The European Court of Human Rights (ECHR) has ruled finally that UK prisoners must given the right to vote under UK law. The UK government has now exhausted its appeal avenues, with the ECHR dismissing the UK government's request for an appeal against its original decision made in October 2005.
As a result, the UK has six months in which it must draw up proposals to end the ban on prisoners voting.
The ban has been in place in the UK since 1870. It is considered by many citizens and politicians alike as a principle of fundamental importance.
The right of prisoners to vote has been continually litigated in the UK and the EU since the 2001 High Court case in which John Hirst, a convicted murderer, sued the UK government over the ban and lost.
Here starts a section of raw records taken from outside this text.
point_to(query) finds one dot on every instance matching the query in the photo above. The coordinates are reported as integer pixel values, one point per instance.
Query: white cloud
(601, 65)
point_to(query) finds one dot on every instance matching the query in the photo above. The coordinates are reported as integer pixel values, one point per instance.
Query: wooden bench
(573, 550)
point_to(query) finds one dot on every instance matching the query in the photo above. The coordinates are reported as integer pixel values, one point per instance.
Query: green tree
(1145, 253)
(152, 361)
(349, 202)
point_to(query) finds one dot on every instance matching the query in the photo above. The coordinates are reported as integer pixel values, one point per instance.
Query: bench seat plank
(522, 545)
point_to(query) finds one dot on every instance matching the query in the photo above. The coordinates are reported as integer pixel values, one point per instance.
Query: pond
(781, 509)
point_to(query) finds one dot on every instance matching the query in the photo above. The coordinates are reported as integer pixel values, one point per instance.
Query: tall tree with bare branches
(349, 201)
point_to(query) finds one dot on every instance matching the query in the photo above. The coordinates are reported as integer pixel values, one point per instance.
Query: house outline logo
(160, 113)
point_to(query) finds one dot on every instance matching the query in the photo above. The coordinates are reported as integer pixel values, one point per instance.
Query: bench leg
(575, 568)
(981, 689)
He subsequently went on to win in the ECHR in 2004 and on appeal in 2006.
The ECHR has not ruled that all UK prisoners must be given voting rights. Rather, it has ruled that the UK cannot impose a blanket ban on all prisoners exercising the right to vote. A blanket ban, the ECHR said, is contrary to the European Convention on Human Rights.
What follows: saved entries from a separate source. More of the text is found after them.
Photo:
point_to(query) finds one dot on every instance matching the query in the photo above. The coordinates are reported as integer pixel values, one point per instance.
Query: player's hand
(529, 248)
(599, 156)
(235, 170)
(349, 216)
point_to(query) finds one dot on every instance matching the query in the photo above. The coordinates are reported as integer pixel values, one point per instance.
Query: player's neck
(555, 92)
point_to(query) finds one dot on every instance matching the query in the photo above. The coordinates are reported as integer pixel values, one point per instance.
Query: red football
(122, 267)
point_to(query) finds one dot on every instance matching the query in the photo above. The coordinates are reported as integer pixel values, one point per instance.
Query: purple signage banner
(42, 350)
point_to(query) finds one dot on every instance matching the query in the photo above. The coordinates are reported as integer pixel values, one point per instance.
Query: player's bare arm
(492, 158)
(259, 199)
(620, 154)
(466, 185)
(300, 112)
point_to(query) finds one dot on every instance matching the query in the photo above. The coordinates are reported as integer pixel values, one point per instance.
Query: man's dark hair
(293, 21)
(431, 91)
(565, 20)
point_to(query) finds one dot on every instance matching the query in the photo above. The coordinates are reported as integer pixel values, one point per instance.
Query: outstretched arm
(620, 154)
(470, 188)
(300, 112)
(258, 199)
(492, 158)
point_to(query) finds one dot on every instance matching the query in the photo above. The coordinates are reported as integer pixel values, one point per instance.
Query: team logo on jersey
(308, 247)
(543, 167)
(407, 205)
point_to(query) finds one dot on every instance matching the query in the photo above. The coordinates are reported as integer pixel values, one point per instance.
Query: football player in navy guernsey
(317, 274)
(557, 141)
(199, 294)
The litigation has resulted in heated debates on whether the ban should be lifted from some types of prisoners but not others, in order to satisfy the ECHR ruling. Members of Parliament earlier this year considered lifting the ban from prisoners serving less than one year, up from the four years proposed previously.
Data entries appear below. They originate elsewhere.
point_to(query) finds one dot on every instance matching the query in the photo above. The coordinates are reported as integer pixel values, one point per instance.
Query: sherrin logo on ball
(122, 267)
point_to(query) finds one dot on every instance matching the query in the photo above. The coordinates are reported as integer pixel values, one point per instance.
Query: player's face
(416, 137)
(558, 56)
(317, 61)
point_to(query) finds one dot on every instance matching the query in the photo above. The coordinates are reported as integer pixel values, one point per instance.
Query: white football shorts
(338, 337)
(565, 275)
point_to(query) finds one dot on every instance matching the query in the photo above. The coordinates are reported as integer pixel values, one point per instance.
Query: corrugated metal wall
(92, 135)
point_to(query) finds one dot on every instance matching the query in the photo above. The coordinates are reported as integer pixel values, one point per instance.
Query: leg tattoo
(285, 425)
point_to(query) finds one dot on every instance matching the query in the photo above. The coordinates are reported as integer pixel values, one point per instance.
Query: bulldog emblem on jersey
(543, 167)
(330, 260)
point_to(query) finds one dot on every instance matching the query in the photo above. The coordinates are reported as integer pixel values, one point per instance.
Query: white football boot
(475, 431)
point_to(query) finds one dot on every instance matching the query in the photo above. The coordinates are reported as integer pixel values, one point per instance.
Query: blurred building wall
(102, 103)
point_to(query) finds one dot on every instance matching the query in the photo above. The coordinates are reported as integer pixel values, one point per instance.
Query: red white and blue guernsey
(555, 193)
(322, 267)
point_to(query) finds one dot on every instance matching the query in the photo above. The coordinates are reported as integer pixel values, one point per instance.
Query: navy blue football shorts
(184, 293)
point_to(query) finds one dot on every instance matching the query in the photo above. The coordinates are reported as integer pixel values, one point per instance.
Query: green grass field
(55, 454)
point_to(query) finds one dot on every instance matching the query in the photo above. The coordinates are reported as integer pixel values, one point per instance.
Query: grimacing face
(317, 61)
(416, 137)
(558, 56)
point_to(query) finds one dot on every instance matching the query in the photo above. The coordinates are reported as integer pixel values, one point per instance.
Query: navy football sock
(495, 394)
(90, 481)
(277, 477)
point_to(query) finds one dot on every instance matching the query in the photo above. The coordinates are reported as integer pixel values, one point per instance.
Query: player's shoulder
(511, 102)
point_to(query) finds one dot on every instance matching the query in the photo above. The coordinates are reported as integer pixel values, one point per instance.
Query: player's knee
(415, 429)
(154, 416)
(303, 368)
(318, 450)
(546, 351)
The implications of the ECHR ruling could be significant. It has been more than five years since the ECHR made its ruling, in which time the UK government has failed to implement the ruling. The UK government will now face the prospect of paying compensation to more than 2,500 prisoners who, have officially complained about being unlawfully disenfranchised.
The ECHR's decision last year resulted in two UK prisoners being awarded €5,000 for what was deemed to be a breach of their human rights in being unable to vote. The costs to UK taxpayers for continued non-compliance with the ECHR's ruling could be significant.